В одиннадцатом веке холостых покойников женили. Новоиспечённую жену замуровывали заживо в склеп с мёртвым телом, чтобы мужчине не было скучно. Жёны царапали ножами себе лицо и руки и добровольно обрекали себя на смерть. Семейная идиллия. Навсегда вместе. Вечность слушать жалобы о немилосердной судьбе.
– Отпусти меня, – попросил я.
Покойник усмехнулся:
– Тебя никто не держит. Ты хоть выслушал меня. Никто до сих пор до конца не дослушал.
Иван закрыл рот, полный воды. Губы его были плотно сжаты, по открытым глазам били дождевые капли.
Тело Ивана вновь закопали, в газетах опять не было заметок о вандализме. В другие наши встречи Иван изображал спокойствие, рассказывал о том, как служил в армии, о семидесятых, о молодости, и ни слова о звёздах. Они вспыхнули для него в ту ночь и снова погасли.
Я жил в деревянном доме на окраине города. Каждую вторую ночь отправлялся в детский сад, и всякий следующий день не мог дождаться своей смены, чтобы вновь перевести стрелки часов на двадцать лет назад. Иногда, заступая на смену, встречал детей. Эти маленькие ангелочки с важным видом одевались, говорили: «Я сам» – и, сопя, с усердием завязывали шнурки на обуви.
Зима тянула ко мне пальцы со снежным маникюром. Крыши домов седели. Дни горбатыми калеками отправились в паломничество на юг.

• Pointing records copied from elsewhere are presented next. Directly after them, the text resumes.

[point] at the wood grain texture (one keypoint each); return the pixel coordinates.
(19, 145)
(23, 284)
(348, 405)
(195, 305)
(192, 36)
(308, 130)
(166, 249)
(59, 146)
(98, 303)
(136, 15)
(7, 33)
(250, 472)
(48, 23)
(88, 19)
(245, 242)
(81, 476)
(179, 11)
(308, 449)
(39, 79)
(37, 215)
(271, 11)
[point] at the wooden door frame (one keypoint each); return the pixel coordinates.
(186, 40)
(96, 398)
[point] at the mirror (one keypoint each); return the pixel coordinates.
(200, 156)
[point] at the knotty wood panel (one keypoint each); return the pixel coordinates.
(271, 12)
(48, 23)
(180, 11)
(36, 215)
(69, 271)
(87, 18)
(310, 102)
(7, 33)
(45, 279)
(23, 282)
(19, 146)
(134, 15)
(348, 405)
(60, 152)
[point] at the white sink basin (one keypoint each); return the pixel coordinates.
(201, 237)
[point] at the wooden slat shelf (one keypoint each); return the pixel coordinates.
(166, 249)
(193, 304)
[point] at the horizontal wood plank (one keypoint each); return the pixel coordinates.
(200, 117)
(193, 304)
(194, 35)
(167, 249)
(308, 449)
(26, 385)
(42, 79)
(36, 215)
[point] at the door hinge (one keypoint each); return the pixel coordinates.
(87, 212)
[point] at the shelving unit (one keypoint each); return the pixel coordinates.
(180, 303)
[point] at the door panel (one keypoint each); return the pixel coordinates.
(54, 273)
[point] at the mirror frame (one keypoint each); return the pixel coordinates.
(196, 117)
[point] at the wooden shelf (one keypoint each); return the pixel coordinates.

В тот год я перестал топить печь. Безразличие охватило меня. Были и другие причины, кроме него, и я разобрал печь на кирпичи. В дом на цыпочках прокрался мороз, нарисовал инеем на стёклах кудрявые завитушки, выложил дорожки в форме моей обуви на полу, скомкал постель.
Раз в четыре дня мылся в бане. Тогда же стирал одежду. Подкидыш бегал за мной отогреваться, особенно когда градусник застывал на отметке сорок. Кошка сбежала.
Зима слишком далеко бросила свою тень.
Однажды вечером по дороге на работу я встретил одноклассницу. Не видел её с выпускного и думал, что общей темы для разговора не найти.
Заметив меня, Жанна обрадовалась:
– О, Саша, привет! Как дела? Сто лет сто зим. Дай обниму.
Она приблизилась ко мне, её руки похлопали меня по спине.
– Как живёшь?
– Нормально.
Мне было непривычно слышать свой голос, и я всегда робею, когда кто-то пытается меня обнять.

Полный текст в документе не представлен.